Imagine estar em casa, a quilômetros de distância de um estádio, e sentir o chão vibrar levemente, como se alguma coisa gigante estivesse despertando sob a cidade. Agora pense em descobrir que essa vibração não veio de um tremor natural, mas de um show de rock. Foi exatamente o que aconteceu em Melbourne durante a volta explosiva do AC/DC aos palcos australianos.
A apresentação no Melbourne Cricket Ground não apenas lotou, emocionou e fez história. Ela literalmente balançou a cidade.
O show que virou registro sísmico
Na noite de quarta feira, o AC/DC inaugurou a etapa australiana da Power Up Tour com tamanha força que os sensores do Seismology Research Centre captaram atividade de baixa frequência entre 2 e 5 hertz. Para um show ser detectado como tremor, o impacto precisa ser realmente poderoso.
“O que os fãs sentiram no corpo, nossos sensores registraram no solo”, explicaram os pesquisadores.
A equipe observou que o efeito veio tanto dos potentes alto falantes no nível do chão quanto do público saltando em uníssono, criando ondas de energia que se espalharam pela região.
Como o público ajudou a abalar o solo
Segundo especialistas, o fator decisivo costuma ser a sincronia da plateia. Milhares de pessoas pulando juntas fazem o chão vibrar como se fosse uma enorme membrana sonora.
“Quando o público vibra junto, o sinal se amplifica”, reforçaram os cientistas.
Mesmo eventos esportivos, como finais no próprio MCG, já foram registrados em sensores, mas desta vez a intensidade chamou a atenção por ir muito além do estádio.

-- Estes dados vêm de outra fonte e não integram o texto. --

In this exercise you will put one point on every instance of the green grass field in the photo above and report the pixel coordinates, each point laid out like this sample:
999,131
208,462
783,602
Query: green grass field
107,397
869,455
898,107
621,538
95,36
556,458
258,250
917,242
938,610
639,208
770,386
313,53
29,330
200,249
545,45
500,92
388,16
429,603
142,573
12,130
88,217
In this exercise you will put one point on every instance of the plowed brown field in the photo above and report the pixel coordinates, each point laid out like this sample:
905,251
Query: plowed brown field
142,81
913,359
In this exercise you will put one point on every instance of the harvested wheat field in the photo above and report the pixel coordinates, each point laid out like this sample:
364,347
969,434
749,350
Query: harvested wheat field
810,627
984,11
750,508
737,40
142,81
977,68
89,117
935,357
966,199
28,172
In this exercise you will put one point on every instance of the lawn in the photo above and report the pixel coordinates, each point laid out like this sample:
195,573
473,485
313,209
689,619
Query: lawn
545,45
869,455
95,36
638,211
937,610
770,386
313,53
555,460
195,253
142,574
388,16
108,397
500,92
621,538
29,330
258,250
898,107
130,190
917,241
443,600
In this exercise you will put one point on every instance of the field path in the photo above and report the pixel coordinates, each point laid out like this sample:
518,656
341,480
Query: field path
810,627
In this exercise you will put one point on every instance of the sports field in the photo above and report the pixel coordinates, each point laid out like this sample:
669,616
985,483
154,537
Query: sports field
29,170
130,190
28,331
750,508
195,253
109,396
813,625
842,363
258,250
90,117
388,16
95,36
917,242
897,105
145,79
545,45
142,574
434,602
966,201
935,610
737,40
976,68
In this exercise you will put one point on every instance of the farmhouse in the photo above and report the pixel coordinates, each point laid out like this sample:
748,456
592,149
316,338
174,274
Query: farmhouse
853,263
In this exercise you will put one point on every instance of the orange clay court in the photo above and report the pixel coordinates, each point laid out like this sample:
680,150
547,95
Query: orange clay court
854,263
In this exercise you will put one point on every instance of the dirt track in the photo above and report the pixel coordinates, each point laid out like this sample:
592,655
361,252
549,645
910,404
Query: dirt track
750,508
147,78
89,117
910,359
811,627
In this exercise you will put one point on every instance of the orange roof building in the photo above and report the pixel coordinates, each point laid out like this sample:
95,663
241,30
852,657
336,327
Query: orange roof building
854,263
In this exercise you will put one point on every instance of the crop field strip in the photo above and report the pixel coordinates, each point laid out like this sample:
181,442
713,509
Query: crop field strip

Vibrações que viajaram por quilômetros
Moradores de diferentes bairros relataram ter ouvido ou sentido o show. Em Richmond, a cerca de três quilômetros, algumas pessoas disseram que parecia que o AC/DC estava tocando na porta de casa. Em Hawthorn e Balwyn, ainda mais distantes, muitos ficaram intrigados ao ouvir o som ecoando pela cidade.
Essa propagação ocorre porque ondas de baixa frequência viajam mais longe e “contornam” obstáculos com facilidade, criando uma espécie de trilha sonora subterrânea.
AC/DC volta com força total
Após mais de dez anos longe dos palcos australianos, a banda retornou com shows completamente lotados. A turnê Power Up já havia ultrapassado a marca de dois milhões de ingressos vendidos na Europa e fez o mesmo sucesso na América do Norte.
A intensidade foi tanta que Melbourne experimentou um fenômeno raro: um show transformado em atividade sísmica detectável.
Mas nem tudo supera as Swifties
Apesar do estrondo do rock, os cientistas brincaram que o recorde ainda pertence à multidão de Taylor Swift, que gerou os maiores sinais sísmicos registrados no estádio em 2024. A energia dos fãs pop segue imbatível por enquanto.
Mesmo assim, o AC/DC deixou sua marca. E fez isso ao estilo que só uma das maiores bandas de rock do planeta poderia entregar: sacudindo a cidade inteira.